En conclusion, voici le texte du père François prononcé lors de l’exposition « mort et résurrection » à l’abbaye de Ligugé :
Permettez, cher Francis, que j’attire l’attention tout ensemble sur le contexte contemporain et sur la nature contemporaine de cette « méditation » qui est la vôtre. Sans doute, dans le monde d’aujourd’hui, les grandes occurrences liturgiques de l’année chrétienne, du mystère chrétien, passent souvent inaperçus, lorsque les symboles chrétiens - dont la croix est à tous égards le principal – ne font pas l’objet de suspicion ou de dérision. Et néanmoins le monde d’aujourd’hui et les hommes d’aujourd’hui connaissent d’expérience ce mystère à la fois personnel et collectif de la souffrance et de la mort dont la Passion de l’homme de Nazareth le grand lieu de rendez-vous fraternel : « Capitale de la douleur », dirais-je en reprenant le titre d’un recueil fameux du poète Paul Eluard. Faut-il rappeler les évènements tragiques pour lesquels tant de nos concitoyens se sont émus et mobilisés au début de cette année (2015), pour ne rien dire de ce que l’autre – tous les jours peut-être – traverse la vie, le cœur et la chair de nos proches, notre vie, notre cœur, notre chair ? Que nous confessions explicitement la foi au Christ ou que nous nous en sentions très éloignés, le drame de la Passion nous questionne et nous rejoint : il est, paradoxalement, le plus haut lieu d’espérance. La croix fait signe, elle est un signe. Or un signe ne mérite pas ce nom, s’il n’est, fut-ce obscurément, un signe d’espérance.
C’est de ce drame et de ce signe que vous vous êtes fait l’interprète, cher ami, avec cette liberté et cette honnêteté que sont celles de l’artiste, lequel n’a pas pour vocation d’illustrer un dogme, mais d’interroger un mystère et d’inviter fraternellement, largement, les autres, à entrer dans sa propre interrogation. Vous entrez dans la Passion du Seigneur comme Simon de Cyrène : en cours de route. Là où vous en êtes de votre propre route. Là ou vous en êtes de votre riche expérience de l’homme, de la vie, de la matière ; là où vous êtes de votre réflexion, de votre foi qui continue de chercher. Votre amour héréditaire et bien connu du bois vous mettait à pied d’œuvre, s’il se peut dire, pour aborder ce drame-là, dont le Bois, avec la Chair, est le grand protagoniste. La méditation que vous nous proposez de l’évènement pascal en sa complétude – mort et résurrection – est étonnamment vigoureuse. Vigoureuse dans ses couleurs, dans ses formes, dans ses matériaux. Me trompé-je en lisant en filigrane de votre Credo et d’autres pièces de cette collection, le mot fameux de Camus dans « Jonas ou l’artiste au travail » : « Solitaire, solidaire » ? Tant l’on vous devine sensible à l’emportement de l’humanité entière, de l’histoire entière dans l’aventure de cet Homme-là. Mais il vous appartient à vous, sinon de tout nous expliquer, du moins de nous faire apercevoir vos intuitions profondes.

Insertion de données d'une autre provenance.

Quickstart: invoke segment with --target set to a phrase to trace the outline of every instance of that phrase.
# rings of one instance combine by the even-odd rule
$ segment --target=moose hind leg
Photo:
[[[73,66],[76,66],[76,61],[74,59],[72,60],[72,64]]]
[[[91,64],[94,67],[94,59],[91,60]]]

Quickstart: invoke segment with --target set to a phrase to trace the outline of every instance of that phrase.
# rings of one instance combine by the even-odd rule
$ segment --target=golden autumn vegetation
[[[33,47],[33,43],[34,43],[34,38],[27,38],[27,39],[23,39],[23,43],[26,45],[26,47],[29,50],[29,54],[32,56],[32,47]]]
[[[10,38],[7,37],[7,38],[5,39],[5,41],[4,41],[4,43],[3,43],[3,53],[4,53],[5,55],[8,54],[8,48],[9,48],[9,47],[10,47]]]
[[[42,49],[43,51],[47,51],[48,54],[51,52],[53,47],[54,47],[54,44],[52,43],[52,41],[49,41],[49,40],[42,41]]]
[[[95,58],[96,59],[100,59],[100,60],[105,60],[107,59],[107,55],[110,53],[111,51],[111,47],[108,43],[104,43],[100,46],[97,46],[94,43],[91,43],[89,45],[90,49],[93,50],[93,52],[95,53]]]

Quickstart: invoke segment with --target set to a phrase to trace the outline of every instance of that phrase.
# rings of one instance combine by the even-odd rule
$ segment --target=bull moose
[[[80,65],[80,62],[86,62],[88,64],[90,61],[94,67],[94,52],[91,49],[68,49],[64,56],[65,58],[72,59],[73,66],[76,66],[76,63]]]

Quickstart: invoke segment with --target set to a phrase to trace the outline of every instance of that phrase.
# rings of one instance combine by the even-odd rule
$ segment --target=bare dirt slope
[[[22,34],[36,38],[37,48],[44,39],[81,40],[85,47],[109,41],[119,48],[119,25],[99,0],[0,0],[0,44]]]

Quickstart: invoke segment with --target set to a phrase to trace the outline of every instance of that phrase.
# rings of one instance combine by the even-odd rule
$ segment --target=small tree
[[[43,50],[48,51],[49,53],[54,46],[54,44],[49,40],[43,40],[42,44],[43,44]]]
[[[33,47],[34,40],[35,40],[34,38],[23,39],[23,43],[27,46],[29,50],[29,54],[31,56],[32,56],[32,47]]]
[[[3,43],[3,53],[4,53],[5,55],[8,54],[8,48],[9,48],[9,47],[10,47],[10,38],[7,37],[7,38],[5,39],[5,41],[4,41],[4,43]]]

Visiter une exposition, c’est se laisser visiter par elle. « O vos omnes qui transitis, attendite et videte… », nous fait chanter une antienne du Vendredi saint, tirée des lamentations de Jérémie, autrement dit : « Ô vous tous qui passez, prêtez attention et voyez… » Puissent tous ceux qui passeront dans cette exposition, ne pas en rester à l’indifférence, ni à la surprise, ni à la certitude de leurs goûts trop établis, ni à l’arbitraire de leurs impressions subjectives, mais s’ouvrir à une attention réelle et exigeante. Attention au Christ mort et ressuscité, attention à l’humanité dont nous croyons qu’il est le point focal, attention, enfin, à l’artiste que vous êtes. Car, s’il ne le dit pas toujours, s’il n’ose pas le dire toujours, l’artiste aussi, en tant qu’homme et qu’éveilleur de sens, a profondément besoin d’attention.